So much of the hubbub in commercial real estate right now centers on “smart cities”—we’ve tracked the trend as much as anyone—but the truth likely lies closer to home. The fact is, suburbs across the country are positively humming with CRE activity, and they always have been. Wealth and activity have always flocked to the suburbs, so it’s a natural progression to look at “smart suburbs” as fertile ground for real progress and innovation in CRE.

On a recent panel at ICSC’s RECon, our own Ash Zandieh moderated alongside speakers from both Ollie and Envoy to discuss how there is no future CRE equation without factoring in the suburbs. Cities of the future, shopping of the future, and transportation of the future are all intertwined, and suburbs are benefiting from the shift.  

The 2017 American Housing Survey, 76,000 households nationwide, showed that “about 52 percent of people in the United States describe their neighborhood as suburban, while about 27 percent describe their neighborhood as urban, and 21 percent as rural,” according to CityLab. Even as trends show influxes moving into our busiest urban hubs, rising housing costs in the nation’s most popular cities are showing slowed growth. This has hastened a millennial exodus to suburban communities with populations over 50,000—think places like Frisco, Texas or Scottdale, Georgia—which now account for 14 of the 15 fastest-growing cities in the U.S. This rapid shift, however, has come at a cost. 

According to Valerie Bauerlein at The Wall Street Journal, “In an echo of the postwar baby boom, many U.S. suburbs are again suffering growing pains: not enough schools, too much traffic for two-lane roads, and scenic farmland plowed under for housing tracts.” 

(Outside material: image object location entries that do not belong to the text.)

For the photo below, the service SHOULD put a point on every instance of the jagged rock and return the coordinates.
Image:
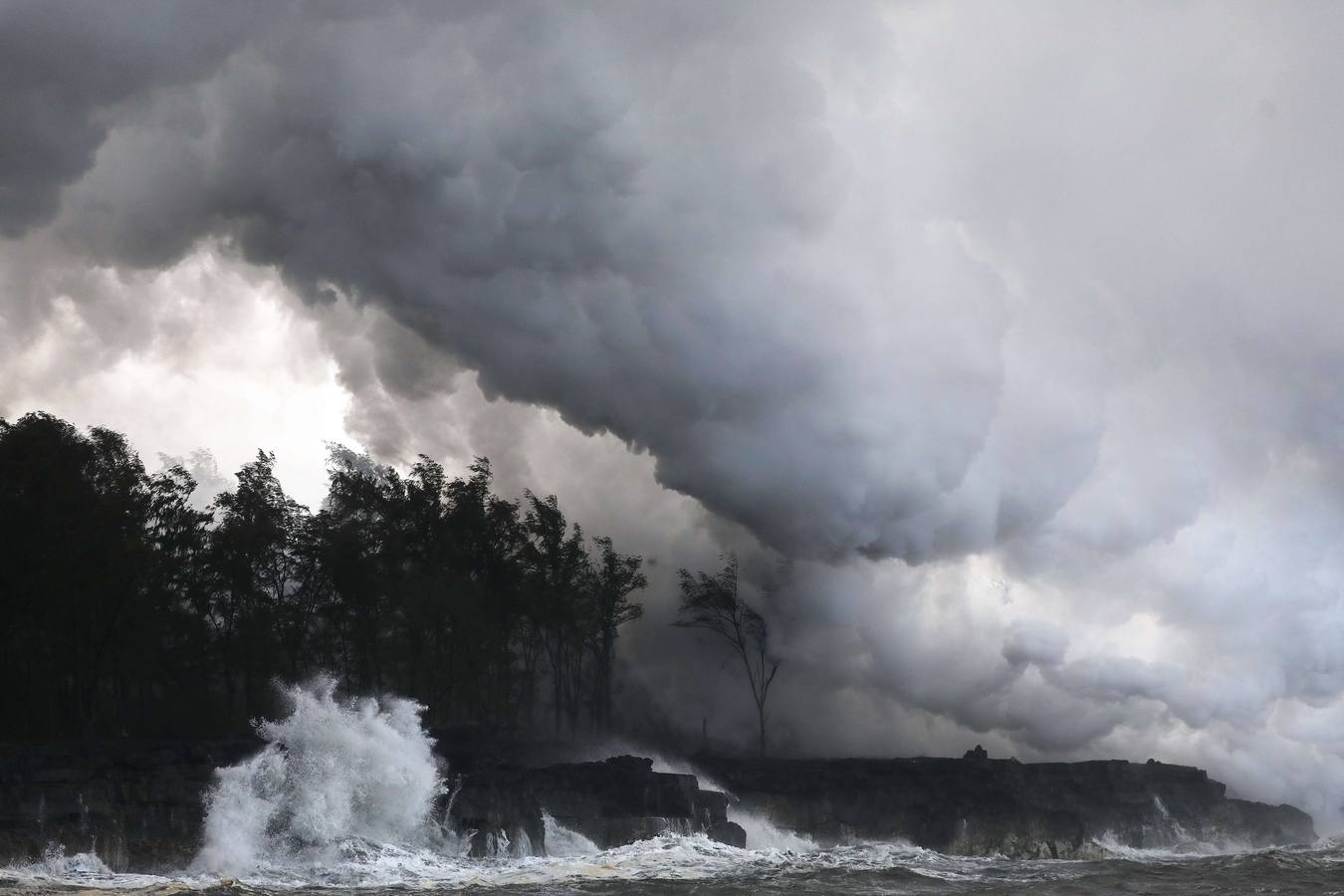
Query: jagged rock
(611, 802)
(138, 803)
(986, 806)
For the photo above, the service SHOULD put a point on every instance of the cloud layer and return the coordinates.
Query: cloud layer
(1016, 328)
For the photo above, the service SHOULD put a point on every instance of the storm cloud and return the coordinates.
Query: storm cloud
(1016, 328)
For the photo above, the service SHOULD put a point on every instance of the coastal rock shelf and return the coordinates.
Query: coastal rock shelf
(138, 804)
(983, 806)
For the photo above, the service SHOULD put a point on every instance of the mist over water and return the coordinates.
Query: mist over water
(348, 794)
(334, 773)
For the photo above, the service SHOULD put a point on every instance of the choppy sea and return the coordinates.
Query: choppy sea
(675, 864)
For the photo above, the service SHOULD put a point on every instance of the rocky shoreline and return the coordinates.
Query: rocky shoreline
(138, 804)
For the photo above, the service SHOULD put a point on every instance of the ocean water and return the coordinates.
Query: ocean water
(696, 865)
(348, 798)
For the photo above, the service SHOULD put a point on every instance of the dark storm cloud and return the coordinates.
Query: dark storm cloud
(1040, 293)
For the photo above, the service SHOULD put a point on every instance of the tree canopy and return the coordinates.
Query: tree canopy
(130, 611)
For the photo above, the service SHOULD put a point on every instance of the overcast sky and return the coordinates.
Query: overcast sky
(1016, 328)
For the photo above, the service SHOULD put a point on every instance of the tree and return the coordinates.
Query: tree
(614, 579)
(715, 604)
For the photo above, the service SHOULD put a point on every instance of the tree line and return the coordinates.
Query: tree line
(127, 610)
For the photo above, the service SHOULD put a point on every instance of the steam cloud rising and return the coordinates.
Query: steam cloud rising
(1014, 327)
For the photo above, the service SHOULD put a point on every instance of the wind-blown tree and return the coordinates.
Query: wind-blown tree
(254, 565)
(615, 577)
(560, 571)
(96, 561)
(129, 611)
(714, 603)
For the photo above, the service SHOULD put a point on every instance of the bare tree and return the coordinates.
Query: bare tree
(714, 603)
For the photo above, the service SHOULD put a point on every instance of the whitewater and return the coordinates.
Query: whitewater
(348, 795)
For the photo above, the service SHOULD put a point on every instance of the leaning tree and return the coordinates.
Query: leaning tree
(714, 602)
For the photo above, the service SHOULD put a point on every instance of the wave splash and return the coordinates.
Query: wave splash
(334, 776)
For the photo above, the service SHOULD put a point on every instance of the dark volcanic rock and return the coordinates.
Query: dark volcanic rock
(136, 803)
(983, 806)
(611, 802)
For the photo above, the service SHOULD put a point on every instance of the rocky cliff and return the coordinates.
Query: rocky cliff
(138, 804)
(983, 806)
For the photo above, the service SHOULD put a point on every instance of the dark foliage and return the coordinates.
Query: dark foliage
(714, 603)
(127, 611)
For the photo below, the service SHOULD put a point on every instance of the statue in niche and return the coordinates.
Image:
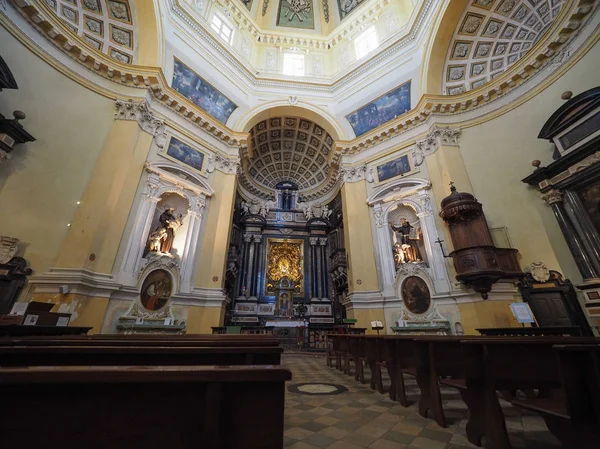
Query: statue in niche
(406, 249)
(161, 240)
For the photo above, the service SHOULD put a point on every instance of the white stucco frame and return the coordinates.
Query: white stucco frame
(414, 193)
(165, 177)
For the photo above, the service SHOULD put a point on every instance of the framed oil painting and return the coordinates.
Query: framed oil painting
(415, 295)
(201, 93)
(182, 152)
(296, 14)
(347, 6)
(156, 290)
(383, 109)
(391, 169)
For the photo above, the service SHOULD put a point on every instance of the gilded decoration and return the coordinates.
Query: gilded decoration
(284, 263)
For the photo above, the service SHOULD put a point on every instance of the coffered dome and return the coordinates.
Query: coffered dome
(105, 25)
(491, 36)
(290, 149)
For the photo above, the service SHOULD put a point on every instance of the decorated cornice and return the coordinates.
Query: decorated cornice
(243, 18)
(223, 164)
(356, 173)
(554, 48)
(130, 110)
(435, 138)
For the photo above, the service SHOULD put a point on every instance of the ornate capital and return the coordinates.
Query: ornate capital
(353, 174)
(436, 138)
(130, 110)
(223, 164)
(553, 196)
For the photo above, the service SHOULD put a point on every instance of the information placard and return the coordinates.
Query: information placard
(522, 312)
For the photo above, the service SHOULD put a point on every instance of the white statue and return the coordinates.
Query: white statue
(307, 209)
(245, 208)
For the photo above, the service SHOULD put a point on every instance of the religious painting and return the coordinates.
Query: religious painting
(415, 295)
(285, 269)
(296, 14)
(182, 152)
(156, 290)
(201, 93)
(393, 168)
(247, 4)
(385, 108)
(347, 6)
(285, 304)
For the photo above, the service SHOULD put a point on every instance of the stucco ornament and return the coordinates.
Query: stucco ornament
(8, 248)
(539, 271)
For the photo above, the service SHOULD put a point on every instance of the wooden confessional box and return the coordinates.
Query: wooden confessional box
(570, 185)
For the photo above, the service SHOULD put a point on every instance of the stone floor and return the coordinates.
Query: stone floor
(349, 415)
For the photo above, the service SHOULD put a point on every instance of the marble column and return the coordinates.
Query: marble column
(314, 289)
(555, 199)
(255, 280)
(245, 265)
(323, 267)
(585, 227)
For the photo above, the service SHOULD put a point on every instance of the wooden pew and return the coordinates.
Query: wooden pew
(144, 340)
(138, 355)
(574, 420)
(507, 364)
(150, 407)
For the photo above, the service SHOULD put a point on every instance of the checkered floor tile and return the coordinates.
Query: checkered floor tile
(363, 418)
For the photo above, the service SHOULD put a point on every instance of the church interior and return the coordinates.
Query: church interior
(382, 214)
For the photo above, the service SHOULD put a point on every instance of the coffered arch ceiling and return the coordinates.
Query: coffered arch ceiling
(492, 35)
(104, 25)
(290, 149)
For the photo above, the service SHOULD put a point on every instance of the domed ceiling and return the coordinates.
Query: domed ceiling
(491, 36)
(105, 25)
(290, 149)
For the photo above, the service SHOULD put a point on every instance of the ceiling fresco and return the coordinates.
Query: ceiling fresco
(290, 149)
(491, 36)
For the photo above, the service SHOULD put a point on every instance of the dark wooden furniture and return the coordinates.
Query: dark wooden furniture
(13, 276)
(151, 407)
(14, 330)
(531, 331)
(478, 263)
(554, 302)
(574, 419)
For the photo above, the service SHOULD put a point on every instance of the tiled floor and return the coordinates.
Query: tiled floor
(363, 418)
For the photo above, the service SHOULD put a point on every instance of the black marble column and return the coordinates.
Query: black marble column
(555, 199)
(257, 239)
(245, 264)
(314, 268)
(584, 226)
(323, 267)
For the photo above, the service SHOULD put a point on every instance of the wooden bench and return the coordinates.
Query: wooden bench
(150, 407)
(506, 365)
(138, 355)
(574, 419)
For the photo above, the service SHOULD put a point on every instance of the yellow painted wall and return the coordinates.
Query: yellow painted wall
(358, 238)
(41, 184)
(215, 243)
(498, 154)
(201, 319)
(365, 316)
(482, 314)
(101, 218)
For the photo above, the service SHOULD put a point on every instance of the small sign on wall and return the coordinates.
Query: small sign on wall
(522, 312)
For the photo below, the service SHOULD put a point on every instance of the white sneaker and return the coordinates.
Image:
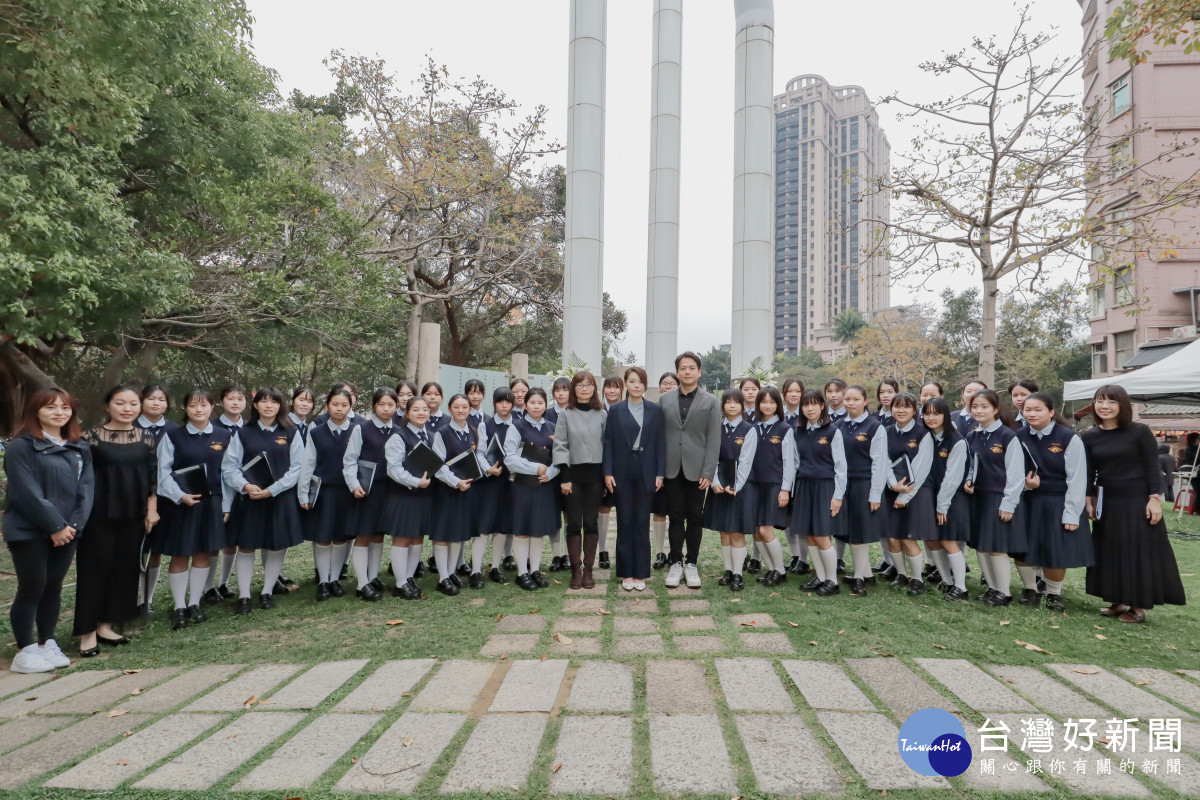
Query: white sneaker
(53, 653)
(29, 660)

As millennials continue to recover from the 2008 recession, which left many rooted in place—literally and figuratively—as they strained under the weight of job loss or stagnated growth at work, hefty costs of living in urban centers, and the ever-present student loan debt. As Bauerlein notes, “Many are belatedly getting married and heading to the suburbs, just as their parents and grandparents did.”

Suburbs, however, do not equate to simply subdivisions and single-family homes, as was once the primary association. Economists Barbara Byrne Denham and Victor Calanog noted thatFew recognize that the bulk of the apartment inventory is located in suburban submarkets, either within the city limits or outside. A quick look at the numbers shows that the ratio of suburban to CBD apartment stock is nearly 6:1.” This interplay is an important aspect of the urban/suburban divide in commercial real estate. Mixed use is showing its colors in the urban core, but the ‘burbs won’t be left behind—even if those ‘burbs begin to look different than those of past generations. 

To understand this shift, look no further than Bell Works (formerly the historic Bell Labs building). Coined as a “metroburb,” this campus functions as a microcosm of innovation, possibility, and inspiration. Offering all the elements of a great downtown (office space, retail, art, culture, dining, and more), it’s a “self-contained metropolis in a livable and accessible suburban location.” As more amenities are jammed into next generation developments and ecommerce growth soars, the more possible it is for the suburbs to feel more like an urban core.

It’s key to note that most of those observing suburban trends focus on the millennial pursuit of “suburban areas relatively close to the city, where they can still access the hottest sushi spots in town,” while caveating that this age cohort is still in a transition phase. It remains to be seen if true suburbia—those enclaves filled with strip malls, houses of worship, chain restaurants, and subdivisions—will ever resonate with millennials like they did for Baby Boomers. 

Writing for Inman, Patrick Kearns notes that of the 54 percent of respondents living in the suburbs, “33 percent live in cities and 13 percent live in exurbs”—when choosing what’s most important in their dream neighborhood, “the study found that most people want a grocery store, followed by public parks and a strong public school system. Shopping malls, theaters and houses of worship were the three least important attributes, according to respondents.” 

You can’t argue that suburbs hold a major percentage of the workforce—and wealth. According to Pew Research Center, roughly “46 million Americans live in the nation’s rural counties, 175 million in its suburbs and small metros, and about 98 million in its urban core counties.” These are not figures to take lightly, especially as innovations augment how we live and commute. As self-driving becomes reality, urban flight to the ‘burbs stands to increase not decrease. As such, those investing in suburban CRE now will stand to gain as that trend plays out. 

Don’t forget about the suburbs. They aren’t dead yet, and in fact, they may see a revival as we’ve never seen before when self-driving technology is actualized in the form of cars and shuttles. And if last mile flying becomes the thing Uber hopes it will, the revival may well be nigh unstoppable.